Why is $\varepsilon_1$ not smaller?

Question

I'm thinking that $\varepsilon_1$ could in theory be $lim[\omega+1,\omega^{\omega+1},\omega^{\omega^{\omega+1}},...]. $

This, in my opinion, would be smaller than the normal definition of $\varepsilon_1$

Answer 1

If $\alpha$ is properly smaller than $\varepsilon_0$, $\omega^\alpha$ is again properly smaller than $\varepsilon_0$; so this limit can be, at most, $\varepsilon_0$.

Since $\omega^\alpha$ is strictly monotone in $\alpha$, then as Noah says in the comments, every term in the "usual" sequence of powers of $\omega$ is less than or equal to the corresponding term in the sequence you describe; so the limit is greater than or equal to $\varepsilon_0$.

Taking these facts together, the limit of your sequence is again $\varepsilon_0$.

Answer 2

Your definition does indeed correspond to an $\varepsilon$-number.
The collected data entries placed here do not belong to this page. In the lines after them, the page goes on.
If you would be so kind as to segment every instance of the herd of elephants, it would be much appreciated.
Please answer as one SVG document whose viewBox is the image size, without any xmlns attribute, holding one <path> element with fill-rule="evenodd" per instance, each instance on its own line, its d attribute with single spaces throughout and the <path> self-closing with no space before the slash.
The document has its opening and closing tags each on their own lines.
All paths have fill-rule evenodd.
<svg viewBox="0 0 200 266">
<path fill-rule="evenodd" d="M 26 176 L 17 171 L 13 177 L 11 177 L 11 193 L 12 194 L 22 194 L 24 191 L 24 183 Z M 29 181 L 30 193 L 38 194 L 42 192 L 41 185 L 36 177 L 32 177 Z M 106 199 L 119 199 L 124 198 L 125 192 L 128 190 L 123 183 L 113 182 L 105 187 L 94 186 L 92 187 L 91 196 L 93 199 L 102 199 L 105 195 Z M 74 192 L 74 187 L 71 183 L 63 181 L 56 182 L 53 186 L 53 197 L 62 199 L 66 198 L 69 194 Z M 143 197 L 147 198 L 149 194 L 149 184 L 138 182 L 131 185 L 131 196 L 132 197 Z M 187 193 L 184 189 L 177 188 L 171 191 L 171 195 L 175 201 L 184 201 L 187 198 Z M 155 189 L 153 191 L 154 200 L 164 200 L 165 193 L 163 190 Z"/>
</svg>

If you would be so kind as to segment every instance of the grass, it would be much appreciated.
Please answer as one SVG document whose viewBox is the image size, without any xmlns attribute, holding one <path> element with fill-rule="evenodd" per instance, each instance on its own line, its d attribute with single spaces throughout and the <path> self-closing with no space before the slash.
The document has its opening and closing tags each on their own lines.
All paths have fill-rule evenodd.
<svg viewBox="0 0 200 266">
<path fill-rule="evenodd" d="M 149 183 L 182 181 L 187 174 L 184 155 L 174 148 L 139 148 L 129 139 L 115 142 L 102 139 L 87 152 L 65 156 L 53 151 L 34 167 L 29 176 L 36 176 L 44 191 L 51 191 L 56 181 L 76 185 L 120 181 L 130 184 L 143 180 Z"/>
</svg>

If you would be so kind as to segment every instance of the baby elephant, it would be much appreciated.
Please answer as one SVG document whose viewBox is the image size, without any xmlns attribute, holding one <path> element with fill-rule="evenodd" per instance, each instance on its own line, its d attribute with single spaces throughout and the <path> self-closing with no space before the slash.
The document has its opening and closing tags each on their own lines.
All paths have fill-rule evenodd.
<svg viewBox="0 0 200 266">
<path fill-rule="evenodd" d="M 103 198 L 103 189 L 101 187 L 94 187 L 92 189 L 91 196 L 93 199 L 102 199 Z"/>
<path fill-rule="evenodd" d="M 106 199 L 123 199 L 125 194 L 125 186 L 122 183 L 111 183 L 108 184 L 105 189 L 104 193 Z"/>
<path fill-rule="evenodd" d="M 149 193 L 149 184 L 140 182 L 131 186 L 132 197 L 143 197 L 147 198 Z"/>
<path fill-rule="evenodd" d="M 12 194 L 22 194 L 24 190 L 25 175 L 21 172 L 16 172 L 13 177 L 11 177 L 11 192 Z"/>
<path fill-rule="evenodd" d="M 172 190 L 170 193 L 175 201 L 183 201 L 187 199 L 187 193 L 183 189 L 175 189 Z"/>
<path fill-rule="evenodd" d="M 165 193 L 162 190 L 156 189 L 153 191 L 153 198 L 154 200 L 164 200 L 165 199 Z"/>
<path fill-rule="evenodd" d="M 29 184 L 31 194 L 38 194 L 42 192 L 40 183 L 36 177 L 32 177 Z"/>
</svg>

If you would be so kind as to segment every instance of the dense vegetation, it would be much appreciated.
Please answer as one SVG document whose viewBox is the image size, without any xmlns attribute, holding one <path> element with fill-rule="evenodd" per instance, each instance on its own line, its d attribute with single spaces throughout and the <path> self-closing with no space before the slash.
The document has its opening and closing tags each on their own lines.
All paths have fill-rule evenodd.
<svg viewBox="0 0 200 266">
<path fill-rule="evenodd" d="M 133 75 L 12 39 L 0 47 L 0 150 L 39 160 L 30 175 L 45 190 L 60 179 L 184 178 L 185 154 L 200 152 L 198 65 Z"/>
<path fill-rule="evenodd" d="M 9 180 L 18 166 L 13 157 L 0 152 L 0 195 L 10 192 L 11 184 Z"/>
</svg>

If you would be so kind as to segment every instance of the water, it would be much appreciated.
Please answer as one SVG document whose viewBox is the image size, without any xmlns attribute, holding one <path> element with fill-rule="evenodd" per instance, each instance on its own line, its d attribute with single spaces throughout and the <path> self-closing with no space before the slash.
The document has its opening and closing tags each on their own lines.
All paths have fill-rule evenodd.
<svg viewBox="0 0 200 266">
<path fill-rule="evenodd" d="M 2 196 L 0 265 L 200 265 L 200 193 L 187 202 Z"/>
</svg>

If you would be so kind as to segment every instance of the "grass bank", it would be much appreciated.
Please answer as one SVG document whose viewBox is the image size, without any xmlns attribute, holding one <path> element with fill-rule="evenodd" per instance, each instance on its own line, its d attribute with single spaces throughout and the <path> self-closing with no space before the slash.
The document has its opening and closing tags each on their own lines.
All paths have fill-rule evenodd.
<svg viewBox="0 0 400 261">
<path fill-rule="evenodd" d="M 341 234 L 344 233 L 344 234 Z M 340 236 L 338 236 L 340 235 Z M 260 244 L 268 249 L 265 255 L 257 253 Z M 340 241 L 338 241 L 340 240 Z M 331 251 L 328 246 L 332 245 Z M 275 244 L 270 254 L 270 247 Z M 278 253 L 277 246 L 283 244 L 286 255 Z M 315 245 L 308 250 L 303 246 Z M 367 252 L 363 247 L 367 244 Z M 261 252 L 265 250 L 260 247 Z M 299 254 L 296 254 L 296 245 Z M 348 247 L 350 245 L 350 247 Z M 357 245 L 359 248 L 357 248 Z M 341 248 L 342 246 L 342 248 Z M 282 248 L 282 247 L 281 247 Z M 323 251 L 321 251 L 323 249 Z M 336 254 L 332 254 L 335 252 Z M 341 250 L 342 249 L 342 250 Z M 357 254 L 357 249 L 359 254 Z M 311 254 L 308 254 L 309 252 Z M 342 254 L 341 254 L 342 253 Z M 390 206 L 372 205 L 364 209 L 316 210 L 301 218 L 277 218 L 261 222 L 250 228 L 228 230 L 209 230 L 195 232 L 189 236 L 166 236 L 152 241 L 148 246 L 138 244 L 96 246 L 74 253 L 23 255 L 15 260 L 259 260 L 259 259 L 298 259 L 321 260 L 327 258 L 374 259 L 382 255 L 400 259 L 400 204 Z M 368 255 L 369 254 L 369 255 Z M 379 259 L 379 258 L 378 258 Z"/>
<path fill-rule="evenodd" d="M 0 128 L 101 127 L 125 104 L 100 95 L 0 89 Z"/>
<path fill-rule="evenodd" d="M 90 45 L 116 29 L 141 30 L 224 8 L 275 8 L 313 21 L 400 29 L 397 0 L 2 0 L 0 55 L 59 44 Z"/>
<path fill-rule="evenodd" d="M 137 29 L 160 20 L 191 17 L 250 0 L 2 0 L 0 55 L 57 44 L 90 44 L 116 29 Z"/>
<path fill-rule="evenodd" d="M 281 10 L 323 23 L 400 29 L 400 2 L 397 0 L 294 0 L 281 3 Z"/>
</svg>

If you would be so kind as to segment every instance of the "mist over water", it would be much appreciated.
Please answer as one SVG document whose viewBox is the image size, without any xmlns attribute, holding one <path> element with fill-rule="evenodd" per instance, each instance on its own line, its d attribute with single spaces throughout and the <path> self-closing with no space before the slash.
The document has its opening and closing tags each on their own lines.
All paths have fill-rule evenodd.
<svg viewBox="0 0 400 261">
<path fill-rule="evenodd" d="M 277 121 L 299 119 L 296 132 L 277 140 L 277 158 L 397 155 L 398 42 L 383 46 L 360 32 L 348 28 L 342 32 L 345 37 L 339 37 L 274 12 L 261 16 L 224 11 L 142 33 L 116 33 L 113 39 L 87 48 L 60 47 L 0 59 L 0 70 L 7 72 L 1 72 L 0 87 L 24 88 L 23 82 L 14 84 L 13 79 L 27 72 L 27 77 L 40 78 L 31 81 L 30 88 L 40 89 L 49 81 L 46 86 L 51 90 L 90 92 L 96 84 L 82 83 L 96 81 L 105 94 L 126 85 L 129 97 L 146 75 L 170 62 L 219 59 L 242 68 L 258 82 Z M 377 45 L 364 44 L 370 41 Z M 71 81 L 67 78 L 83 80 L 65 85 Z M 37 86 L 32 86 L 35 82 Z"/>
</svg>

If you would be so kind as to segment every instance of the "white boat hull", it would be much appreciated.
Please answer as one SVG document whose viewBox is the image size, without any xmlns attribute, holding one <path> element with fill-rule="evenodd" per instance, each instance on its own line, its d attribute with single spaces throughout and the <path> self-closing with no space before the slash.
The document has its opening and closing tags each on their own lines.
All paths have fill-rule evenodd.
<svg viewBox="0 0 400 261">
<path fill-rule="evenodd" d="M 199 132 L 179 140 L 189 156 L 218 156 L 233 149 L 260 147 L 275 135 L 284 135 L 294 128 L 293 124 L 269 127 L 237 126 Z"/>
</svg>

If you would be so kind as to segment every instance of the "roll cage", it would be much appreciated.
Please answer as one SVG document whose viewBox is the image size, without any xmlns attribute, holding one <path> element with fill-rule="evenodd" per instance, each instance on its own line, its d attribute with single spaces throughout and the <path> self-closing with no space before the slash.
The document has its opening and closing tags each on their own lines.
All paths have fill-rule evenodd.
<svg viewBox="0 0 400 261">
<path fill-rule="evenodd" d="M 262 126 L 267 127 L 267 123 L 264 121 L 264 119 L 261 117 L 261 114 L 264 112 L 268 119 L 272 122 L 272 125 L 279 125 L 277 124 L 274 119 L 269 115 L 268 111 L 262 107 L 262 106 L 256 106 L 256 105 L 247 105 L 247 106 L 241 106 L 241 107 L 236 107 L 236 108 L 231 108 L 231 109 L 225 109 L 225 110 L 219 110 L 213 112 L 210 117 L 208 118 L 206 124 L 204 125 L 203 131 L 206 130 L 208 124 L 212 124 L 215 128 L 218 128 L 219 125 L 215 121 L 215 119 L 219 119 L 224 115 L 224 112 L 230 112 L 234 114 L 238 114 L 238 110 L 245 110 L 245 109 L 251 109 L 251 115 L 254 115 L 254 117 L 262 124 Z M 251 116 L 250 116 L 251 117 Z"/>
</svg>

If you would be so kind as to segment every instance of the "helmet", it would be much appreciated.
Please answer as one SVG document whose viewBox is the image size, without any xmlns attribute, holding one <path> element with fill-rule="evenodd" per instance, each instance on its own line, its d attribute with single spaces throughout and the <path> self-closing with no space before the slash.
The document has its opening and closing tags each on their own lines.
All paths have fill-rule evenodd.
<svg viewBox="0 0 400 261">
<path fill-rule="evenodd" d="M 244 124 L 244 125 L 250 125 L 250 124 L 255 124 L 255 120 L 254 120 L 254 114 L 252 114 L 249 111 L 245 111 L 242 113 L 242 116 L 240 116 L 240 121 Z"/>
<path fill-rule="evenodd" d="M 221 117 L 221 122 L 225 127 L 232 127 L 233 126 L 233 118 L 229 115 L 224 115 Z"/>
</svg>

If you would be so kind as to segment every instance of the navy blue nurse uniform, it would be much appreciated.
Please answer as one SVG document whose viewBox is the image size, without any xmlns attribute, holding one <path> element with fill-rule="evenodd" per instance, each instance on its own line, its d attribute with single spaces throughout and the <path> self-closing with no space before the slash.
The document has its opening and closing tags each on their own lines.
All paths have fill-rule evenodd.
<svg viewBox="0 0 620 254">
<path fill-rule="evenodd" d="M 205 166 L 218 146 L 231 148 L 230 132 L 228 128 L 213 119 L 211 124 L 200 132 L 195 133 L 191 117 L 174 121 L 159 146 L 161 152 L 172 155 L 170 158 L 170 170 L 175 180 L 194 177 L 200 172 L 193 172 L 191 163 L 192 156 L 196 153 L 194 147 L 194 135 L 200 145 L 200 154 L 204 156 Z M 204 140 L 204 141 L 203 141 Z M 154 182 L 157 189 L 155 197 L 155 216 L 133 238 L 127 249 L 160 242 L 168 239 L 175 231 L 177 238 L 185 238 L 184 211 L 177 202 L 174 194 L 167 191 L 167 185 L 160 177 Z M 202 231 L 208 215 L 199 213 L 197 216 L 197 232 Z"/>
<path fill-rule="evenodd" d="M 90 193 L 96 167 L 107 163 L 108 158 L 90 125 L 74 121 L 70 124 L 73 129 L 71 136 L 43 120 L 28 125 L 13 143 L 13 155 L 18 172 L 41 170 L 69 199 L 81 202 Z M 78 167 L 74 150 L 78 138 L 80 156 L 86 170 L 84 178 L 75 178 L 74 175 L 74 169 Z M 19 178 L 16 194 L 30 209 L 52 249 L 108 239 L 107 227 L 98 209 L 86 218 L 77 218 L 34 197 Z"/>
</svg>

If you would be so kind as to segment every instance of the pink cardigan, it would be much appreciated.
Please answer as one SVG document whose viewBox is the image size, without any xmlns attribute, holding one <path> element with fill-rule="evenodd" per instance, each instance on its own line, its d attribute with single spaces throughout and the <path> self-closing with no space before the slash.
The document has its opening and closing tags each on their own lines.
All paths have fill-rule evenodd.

However, it's not $\varepsilon_1$ - it's just a different definition of $\varepsilon_0$. Specifically, note that we have $$\omega<\omega+1<\omega^\omega<\omega^{\omega+1}<\omega^{\omega^\omega}<\omega^{\omega^{\omega+1}}<...$$ That is, the two sequences $\langle\omega,\omega^\omega,\omega^{\omega^\omega},...\rangle$ and $\langle \omega+1,\omega^{\omega+1}, \omega^{\omega^{\omega+1}}, ...\rangle$ "dovetail" and hence have the same limit (namely, $\varepsilon_0$).

This sort of dovetailing rules out a lot of seemingly-plausible ways to describe $\varepsilon_1$ as a "small" ordinal - the twin requirements of $\varepsilon$-number-ness and being strictly bigger than $\varepsilon_0$ wind up making $\varepsilon_1$ quite large indeed.